I have just realized something: as you don't have to discard it after having played it, Wendy's Amulet don't force you to discard the card and you can attach it to your location. And when you discard Under Surveillance due to its forced effect, you are no longer "after you play" it so it goes to your discard. Meaning this can be the only event in your that has the double advantage of being playable from your discard and not returning below your deck.
Attach to your location. Limit 1 per location.
Forced - After a non-Elite enemy enters attached location, discard Under Surveillance: Automatically evade that enemy and discover 1 clue at attached location. That enemy does not ready during the next upkeep phase.
Without Chuck Fergus, this card is pretty expensive (except to Preston, Tony or parallel Skids.) With him, it gains fast and costs a buck, which is pretty good: it makes a hunter enemy lose its ability to damage your team for that turn, plus a clue!

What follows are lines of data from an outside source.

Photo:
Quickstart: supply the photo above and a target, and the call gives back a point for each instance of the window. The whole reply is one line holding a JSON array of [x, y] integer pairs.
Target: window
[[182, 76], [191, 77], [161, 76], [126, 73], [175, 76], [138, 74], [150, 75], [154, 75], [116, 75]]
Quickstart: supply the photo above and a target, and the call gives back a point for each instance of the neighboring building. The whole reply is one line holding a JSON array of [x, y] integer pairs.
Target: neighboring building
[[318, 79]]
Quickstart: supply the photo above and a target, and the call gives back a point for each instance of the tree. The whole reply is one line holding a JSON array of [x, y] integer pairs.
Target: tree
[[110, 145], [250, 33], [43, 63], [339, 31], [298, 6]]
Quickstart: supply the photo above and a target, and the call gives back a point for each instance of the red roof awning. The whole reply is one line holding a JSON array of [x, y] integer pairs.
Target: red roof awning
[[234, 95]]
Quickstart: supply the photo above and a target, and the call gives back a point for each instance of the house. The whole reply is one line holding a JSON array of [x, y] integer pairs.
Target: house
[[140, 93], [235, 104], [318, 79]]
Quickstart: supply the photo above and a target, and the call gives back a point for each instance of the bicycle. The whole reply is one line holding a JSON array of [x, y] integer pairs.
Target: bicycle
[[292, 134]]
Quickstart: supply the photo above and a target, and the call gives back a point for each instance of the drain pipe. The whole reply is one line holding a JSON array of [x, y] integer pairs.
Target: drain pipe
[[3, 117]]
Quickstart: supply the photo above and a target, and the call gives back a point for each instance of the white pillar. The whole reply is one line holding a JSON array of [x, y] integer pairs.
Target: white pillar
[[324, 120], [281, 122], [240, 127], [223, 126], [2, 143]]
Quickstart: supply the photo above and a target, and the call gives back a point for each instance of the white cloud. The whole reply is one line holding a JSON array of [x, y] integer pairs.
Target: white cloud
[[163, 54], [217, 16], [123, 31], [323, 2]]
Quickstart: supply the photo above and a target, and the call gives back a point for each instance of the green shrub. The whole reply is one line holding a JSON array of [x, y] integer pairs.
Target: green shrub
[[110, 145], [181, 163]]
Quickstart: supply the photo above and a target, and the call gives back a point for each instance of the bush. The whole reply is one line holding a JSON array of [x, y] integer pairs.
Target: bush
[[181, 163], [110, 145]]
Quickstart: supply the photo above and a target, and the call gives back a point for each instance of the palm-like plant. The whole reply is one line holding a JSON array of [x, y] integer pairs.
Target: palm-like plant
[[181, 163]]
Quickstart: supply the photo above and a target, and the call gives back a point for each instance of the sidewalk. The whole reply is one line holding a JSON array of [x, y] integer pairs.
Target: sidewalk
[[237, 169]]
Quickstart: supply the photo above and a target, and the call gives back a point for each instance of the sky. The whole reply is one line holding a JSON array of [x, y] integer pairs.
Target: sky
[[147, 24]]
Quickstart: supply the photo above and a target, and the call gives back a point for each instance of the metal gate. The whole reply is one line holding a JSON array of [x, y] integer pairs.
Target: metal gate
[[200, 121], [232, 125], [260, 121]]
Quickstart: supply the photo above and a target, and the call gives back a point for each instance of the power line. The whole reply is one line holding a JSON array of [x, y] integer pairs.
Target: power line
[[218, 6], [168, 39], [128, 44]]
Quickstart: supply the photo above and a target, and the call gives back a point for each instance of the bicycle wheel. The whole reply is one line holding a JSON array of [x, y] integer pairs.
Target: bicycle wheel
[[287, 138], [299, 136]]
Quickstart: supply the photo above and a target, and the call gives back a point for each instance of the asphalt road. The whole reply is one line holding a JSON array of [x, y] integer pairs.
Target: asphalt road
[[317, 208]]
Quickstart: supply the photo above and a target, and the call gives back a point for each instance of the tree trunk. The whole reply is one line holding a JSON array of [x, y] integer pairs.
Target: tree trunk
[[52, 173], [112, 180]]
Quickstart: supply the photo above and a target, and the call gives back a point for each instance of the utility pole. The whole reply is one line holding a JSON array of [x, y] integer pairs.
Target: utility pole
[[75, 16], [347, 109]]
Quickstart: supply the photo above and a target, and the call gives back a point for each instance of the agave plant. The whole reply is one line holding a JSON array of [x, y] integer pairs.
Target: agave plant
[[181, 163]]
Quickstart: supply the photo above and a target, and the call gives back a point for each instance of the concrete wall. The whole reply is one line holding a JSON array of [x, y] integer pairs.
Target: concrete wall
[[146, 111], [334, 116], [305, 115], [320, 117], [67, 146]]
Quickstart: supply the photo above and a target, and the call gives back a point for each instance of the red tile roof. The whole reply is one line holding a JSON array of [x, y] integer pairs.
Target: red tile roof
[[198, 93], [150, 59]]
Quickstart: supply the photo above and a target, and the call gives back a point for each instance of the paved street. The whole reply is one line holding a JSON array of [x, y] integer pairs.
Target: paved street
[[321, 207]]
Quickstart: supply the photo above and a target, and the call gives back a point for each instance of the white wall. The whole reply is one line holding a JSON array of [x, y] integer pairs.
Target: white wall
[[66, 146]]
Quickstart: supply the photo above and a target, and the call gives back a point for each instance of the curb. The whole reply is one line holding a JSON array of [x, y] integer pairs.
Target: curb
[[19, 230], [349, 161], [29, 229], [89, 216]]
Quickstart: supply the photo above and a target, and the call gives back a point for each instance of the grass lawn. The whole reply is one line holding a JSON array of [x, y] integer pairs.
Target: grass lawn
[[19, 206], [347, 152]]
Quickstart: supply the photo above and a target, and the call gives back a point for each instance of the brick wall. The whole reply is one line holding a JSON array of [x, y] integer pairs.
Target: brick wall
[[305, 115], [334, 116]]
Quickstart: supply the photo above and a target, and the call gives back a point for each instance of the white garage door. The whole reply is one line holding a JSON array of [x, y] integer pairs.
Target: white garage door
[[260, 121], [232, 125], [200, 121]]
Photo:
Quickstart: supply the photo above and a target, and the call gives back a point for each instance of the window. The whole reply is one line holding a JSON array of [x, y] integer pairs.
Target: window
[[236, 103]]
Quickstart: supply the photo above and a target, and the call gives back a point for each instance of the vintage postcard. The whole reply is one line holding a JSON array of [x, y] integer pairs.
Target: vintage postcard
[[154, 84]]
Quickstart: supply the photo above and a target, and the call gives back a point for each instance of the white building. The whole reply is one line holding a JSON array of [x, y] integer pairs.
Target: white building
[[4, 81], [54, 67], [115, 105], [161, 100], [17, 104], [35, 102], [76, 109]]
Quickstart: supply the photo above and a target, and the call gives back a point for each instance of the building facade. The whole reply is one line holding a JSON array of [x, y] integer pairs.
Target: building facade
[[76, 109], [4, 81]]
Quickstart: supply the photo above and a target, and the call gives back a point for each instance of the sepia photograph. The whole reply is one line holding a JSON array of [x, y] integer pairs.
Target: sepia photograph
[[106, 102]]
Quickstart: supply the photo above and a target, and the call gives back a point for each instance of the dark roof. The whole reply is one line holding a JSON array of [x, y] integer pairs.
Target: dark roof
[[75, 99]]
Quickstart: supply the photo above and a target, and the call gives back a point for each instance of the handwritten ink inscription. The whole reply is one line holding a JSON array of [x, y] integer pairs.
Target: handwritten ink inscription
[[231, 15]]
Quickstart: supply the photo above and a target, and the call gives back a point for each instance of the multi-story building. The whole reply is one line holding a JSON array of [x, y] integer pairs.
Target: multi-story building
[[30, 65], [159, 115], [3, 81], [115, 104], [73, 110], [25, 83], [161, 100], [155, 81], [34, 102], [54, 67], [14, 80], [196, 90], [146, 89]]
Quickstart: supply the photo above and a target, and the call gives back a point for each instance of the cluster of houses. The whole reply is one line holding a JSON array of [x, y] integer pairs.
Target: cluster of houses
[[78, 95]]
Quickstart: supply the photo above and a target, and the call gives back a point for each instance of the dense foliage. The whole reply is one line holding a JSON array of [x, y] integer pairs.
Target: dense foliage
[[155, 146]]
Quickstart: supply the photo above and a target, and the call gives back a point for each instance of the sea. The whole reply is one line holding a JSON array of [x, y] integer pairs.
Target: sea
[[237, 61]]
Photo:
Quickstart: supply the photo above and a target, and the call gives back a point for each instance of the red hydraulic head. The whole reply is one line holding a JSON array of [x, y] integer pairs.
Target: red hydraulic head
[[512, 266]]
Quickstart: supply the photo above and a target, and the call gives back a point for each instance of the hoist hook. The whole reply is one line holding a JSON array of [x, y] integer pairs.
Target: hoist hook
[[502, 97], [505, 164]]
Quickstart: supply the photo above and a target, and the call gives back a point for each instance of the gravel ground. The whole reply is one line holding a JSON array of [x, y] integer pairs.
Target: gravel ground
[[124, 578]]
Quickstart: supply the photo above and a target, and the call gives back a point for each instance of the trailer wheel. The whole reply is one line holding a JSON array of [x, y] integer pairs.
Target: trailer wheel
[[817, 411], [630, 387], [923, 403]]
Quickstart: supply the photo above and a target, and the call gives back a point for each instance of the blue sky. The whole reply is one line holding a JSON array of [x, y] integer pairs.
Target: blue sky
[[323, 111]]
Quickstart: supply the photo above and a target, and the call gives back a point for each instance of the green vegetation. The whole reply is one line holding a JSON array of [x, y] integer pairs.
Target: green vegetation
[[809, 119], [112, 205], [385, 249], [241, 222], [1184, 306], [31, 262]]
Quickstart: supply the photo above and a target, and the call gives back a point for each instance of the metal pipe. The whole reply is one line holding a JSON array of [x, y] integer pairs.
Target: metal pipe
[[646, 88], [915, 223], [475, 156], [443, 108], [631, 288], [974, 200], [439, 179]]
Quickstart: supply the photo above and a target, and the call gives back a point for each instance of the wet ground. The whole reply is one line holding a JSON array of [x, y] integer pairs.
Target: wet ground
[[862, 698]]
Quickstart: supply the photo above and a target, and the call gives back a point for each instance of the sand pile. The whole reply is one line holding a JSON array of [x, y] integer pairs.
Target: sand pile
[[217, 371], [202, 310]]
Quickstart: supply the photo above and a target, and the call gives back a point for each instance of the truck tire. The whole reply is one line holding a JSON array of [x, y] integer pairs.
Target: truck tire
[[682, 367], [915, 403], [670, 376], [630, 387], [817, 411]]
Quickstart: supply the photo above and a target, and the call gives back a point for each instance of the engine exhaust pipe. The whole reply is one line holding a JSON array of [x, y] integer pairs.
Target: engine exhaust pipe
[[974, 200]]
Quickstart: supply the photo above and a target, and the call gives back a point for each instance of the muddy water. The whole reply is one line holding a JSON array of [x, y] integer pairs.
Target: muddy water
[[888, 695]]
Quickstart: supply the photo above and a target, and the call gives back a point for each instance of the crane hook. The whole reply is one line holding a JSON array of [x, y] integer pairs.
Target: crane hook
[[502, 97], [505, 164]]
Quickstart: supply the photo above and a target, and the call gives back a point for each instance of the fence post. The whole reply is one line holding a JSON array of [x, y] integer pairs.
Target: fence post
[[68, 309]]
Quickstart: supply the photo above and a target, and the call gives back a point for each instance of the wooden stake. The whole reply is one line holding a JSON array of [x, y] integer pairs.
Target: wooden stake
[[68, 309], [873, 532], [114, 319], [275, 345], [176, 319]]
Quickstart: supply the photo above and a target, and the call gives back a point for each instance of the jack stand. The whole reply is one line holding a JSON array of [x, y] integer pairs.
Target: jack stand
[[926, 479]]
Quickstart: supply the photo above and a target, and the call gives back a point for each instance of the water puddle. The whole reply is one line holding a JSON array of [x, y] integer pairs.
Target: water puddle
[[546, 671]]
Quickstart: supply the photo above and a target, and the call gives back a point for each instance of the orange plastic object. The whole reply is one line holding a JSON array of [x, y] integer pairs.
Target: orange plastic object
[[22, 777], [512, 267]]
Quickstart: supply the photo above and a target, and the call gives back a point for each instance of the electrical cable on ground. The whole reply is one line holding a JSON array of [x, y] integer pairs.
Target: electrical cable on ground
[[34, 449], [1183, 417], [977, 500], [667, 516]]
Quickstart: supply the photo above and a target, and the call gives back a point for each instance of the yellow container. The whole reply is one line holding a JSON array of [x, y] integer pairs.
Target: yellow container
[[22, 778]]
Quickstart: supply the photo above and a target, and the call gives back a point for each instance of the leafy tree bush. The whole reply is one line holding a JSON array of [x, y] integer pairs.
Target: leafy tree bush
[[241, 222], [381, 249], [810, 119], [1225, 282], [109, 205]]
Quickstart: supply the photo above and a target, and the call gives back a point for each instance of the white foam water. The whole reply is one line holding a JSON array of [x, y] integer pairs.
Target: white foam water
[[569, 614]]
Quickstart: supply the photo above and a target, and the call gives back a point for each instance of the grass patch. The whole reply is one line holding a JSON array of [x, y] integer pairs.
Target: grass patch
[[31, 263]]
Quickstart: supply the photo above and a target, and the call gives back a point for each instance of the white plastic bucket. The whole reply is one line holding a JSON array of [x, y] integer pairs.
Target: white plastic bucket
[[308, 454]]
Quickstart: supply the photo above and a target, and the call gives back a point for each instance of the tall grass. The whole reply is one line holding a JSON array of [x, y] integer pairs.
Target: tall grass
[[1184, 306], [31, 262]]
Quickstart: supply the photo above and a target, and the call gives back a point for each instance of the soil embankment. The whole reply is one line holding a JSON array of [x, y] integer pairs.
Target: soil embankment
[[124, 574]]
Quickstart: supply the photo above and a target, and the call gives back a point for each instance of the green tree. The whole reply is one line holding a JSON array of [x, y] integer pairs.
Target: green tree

But where this card gets very clever is in forced movement: Warning shot, or spells that move enemies mean that the foe skips two enemy phases instead of one. That means a lot of fun in TFA.
Other interesting combos is putting this with On the Hunt: your chosen foe spawns on you, is immediately evaded, and you get a clue. Leo can use this with evidence, as can Tony... or anyone who wants to give Roland Banks a fun turn.
Bonus clue and automatic dodge. That's pretty good, although it's rather costly at 3 resources and can be hard to slot, all traps are a bit wonky to play with and around.
The obvious goodness is written right on the card, so how to trigger it? An enemy spawning will trigger it, coming into play exhausted. Hunters running into it will cause a trigger. But here's the deal, you can manually get guys into the location too! On the Hunt can fetch a victim. Moving into it with an engaged enemy does the trick, you can even skip the opportunity attack with a Shortcut or Narrow Escape, "Get over here!" gets it done too! The action efficiency is'nt bad, not only are you getting around an enemy for two whole turns this way, you get a clue, which means that playing the card is not actually a tempo loss.
It's certainly better in multiplayer than singleplayer, where there's 2-4 times as many enemies spawning and gumming up actions for everybody.
It's a good card to reenforce the flighty cluever, playing it on top of themselves so they can work on a difficult location for a while, Finn Edwards and Mandy Thompson come to mind. A dedicated protector might take it to guard a big group of characters and contribute clues.